Steve continuava a borbottare scongiuri pittoreschi come per esorcizzare un
esercito di fantasmi.
«Non può essere lui!... È morto, no?», protestò di nuovo.
«Lo sarei, caro ragazzo», replicò alzando gli occhi al cielo il professore, «senza la
sublime, infinita misericordia della Provvidenza. Come forse immaginate, invece di
distruggermi quella valanga si limitò a sputarmi a un certo punto fuori. Ricordate
l’immagine di quel poeta di cui ho dimenticato il nome? “...una pagliuzza
nell’uragano, un turacciolo in un torrente...” È più o meno quello che provavo... Ma
Dio volle salvarmi, perdonarmi i miei neri misfatti. E dopo sofferenze e difficoltà
inaudite riuscii non solo a sopravvivere ma a varcare la frontiera. E leggendo qualche
giorno fa nell’edizione continentale del “Dispatch” la notizia meravigliosa del vostro
doppio matrimonio e della vostra decisione di tornarvene tutti e quattro in America
col “Normandie” mi precipitai all’agenzia di Parigi della società. La fortuna volle
assistermi di nuovo e ottenni un modesto ingaggio di cameriere su questa nave. Mi è
stata così concessa la grande felicità di potermi riunire a voi e d’iniziare forse –,
avendo rinnegato per sempre il passato, una vita nuova e migliore sul grande
continente americano dove siete diretti».
Il breve silenzio che seguì il fervorino ispirato del professore fu improvvisamente
rotto dalla risata gorgogliante che Connie non riusciva a trattenere. Un minuto dopo
ridevano tutti con le lacrime agli occhi.
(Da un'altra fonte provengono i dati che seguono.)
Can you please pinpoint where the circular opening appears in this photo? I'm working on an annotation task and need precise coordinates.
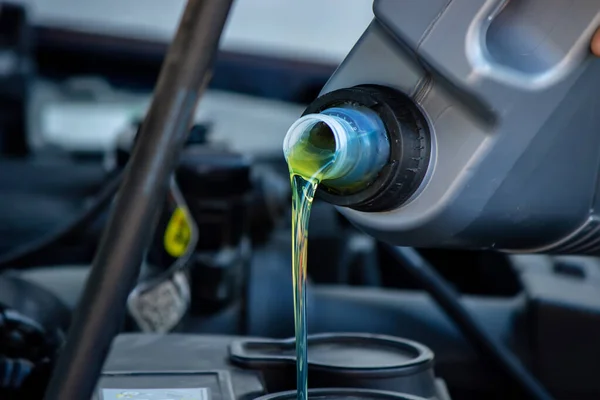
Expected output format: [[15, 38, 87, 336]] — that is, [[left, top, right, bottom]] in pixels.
[[307, 121, 337, 152]]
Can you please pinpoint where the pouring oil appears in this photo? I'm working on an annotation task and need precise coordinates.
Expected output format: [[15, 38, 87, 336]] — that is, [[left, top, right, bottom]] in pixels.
[[285, 122, 336, 400], [283, 105, 390, 400]]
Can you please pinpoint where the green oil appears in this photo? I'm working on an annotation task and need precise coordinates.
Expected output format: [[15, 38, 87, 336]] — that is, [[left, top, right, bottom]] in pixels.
[[285, 123, 335, 400]]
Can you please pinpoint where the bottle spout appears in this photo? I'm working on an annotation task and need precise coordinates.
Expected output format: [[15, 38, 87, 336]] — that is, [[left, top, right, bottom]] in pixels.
[[283, 106, 390, 193]]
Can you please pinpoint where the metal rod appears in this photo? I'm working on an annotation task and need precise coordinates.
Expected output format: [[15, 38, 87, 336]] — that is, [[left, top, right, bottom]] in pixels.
[[45, 0, 233, 400]]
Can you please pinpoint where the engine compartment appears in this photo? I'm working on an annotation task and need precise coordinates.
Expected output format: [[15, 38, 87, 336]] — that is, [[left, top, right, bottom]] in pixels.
[[0, 1, 600, 400]]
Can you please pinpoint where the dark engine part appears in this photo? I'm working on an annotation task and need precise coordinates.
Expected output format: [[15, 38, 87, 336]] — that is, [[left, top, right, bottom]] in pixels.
[[98, 334, 449, 400], [176, 146, 253, 313], [15, 247, 600, 400], [0, 2, 34, 156], [0, 274, 71, 399]]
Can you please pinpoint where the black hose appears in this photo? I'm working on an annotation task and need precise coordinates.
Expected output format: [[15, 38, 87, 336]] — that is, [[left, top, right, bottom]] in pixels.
[[0, 173, 123, 269], [45, 0, 233, 400], [384, 244, 552, 400]]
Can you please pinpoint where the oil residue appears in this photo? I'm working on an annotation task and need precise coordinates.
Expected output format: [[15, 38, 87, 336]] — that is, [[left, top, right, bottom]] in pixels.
[[285, 123, 336, 400]]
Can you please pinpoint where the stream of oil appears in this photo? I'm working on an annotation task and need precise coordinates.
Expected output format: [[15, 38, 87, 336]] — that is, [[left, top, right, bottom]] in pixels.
[[285, 124, 335, 400]]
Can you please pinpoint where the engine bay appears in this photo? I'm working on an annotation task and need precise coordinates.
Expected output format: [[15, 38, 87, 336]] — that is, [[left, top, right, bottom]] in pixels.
[[0, 1, 600, 400]]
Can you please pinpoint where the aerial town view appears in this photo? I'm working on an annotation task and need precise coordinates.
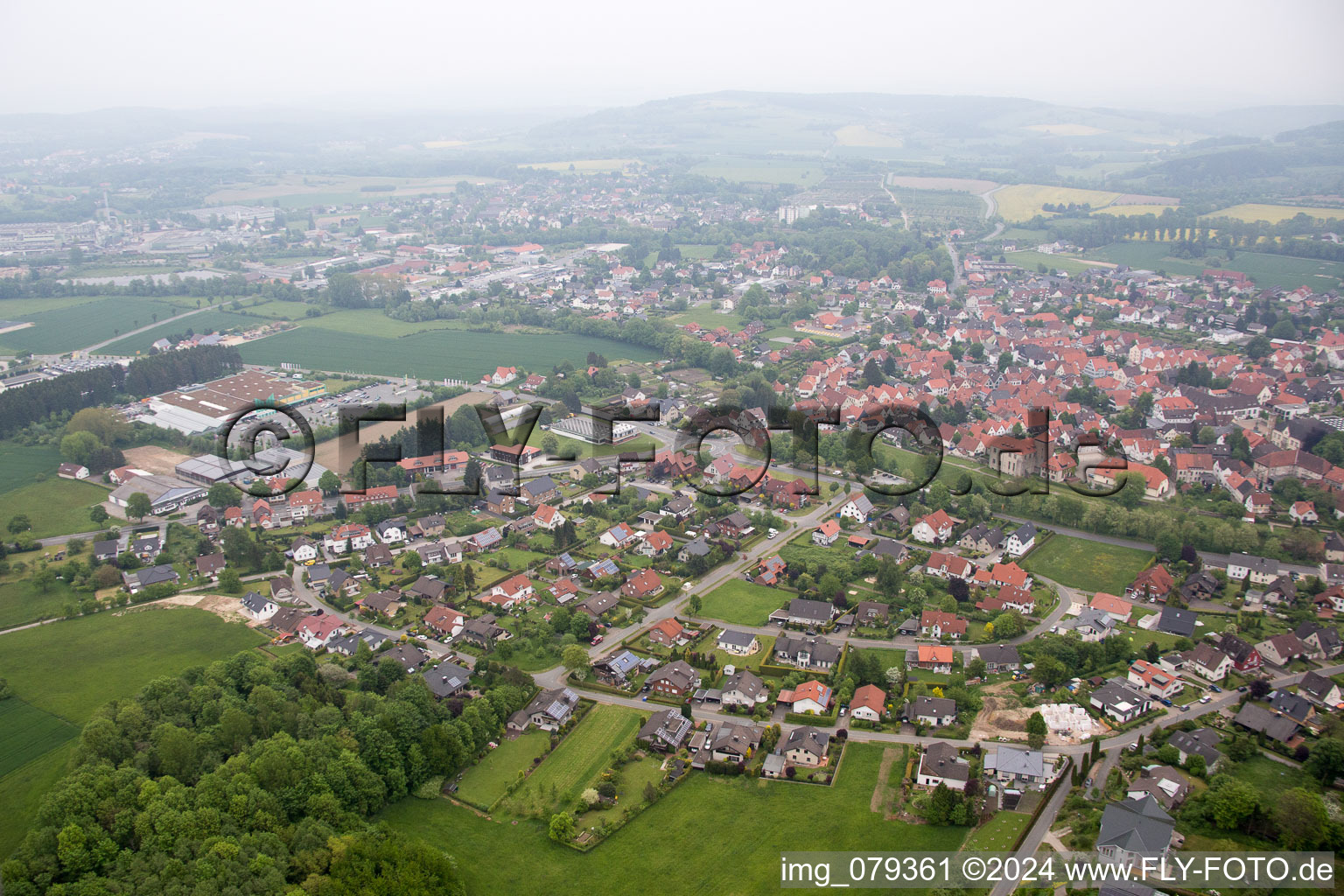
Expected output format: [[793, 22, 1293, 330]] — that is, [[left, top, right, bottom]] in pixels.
[[0, 0, 1344, 896]]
Quando si furono un po’ calmati Lewis tese
la mano a Ullwin.
«Siamo tutti sinceramente felici di riaverlo con noi, professore. Lo aiuterò
volentieri. Ma, si ricordi...
...«che deve rigare dritto!», finì fermamente per lui Steve.
Il professore si premé con un gesto solenne la mano sul petto.
«Ti prometto, caro ragazzo, con tutta l’emozione che mi trabocca dal cuore, che
sarò d’ora in poi non un angelo, ma un arcangelo – anche se dovessimo giocare per
caso di nuovo insieme a poker». Piegandosi si riempì dallo shaker un bicchiere e lo
sollevò. «E adesso, col vostro permesso, vorrei fare un brindisi. Possa il futuro essere
per tutti i presenti sempre felice e virtuoso!»
Dopo aver atteso che anche gli altri sollevassero i bicchieri il professore vuotò il
proprio strizzando solennemente l’occhio al cielo.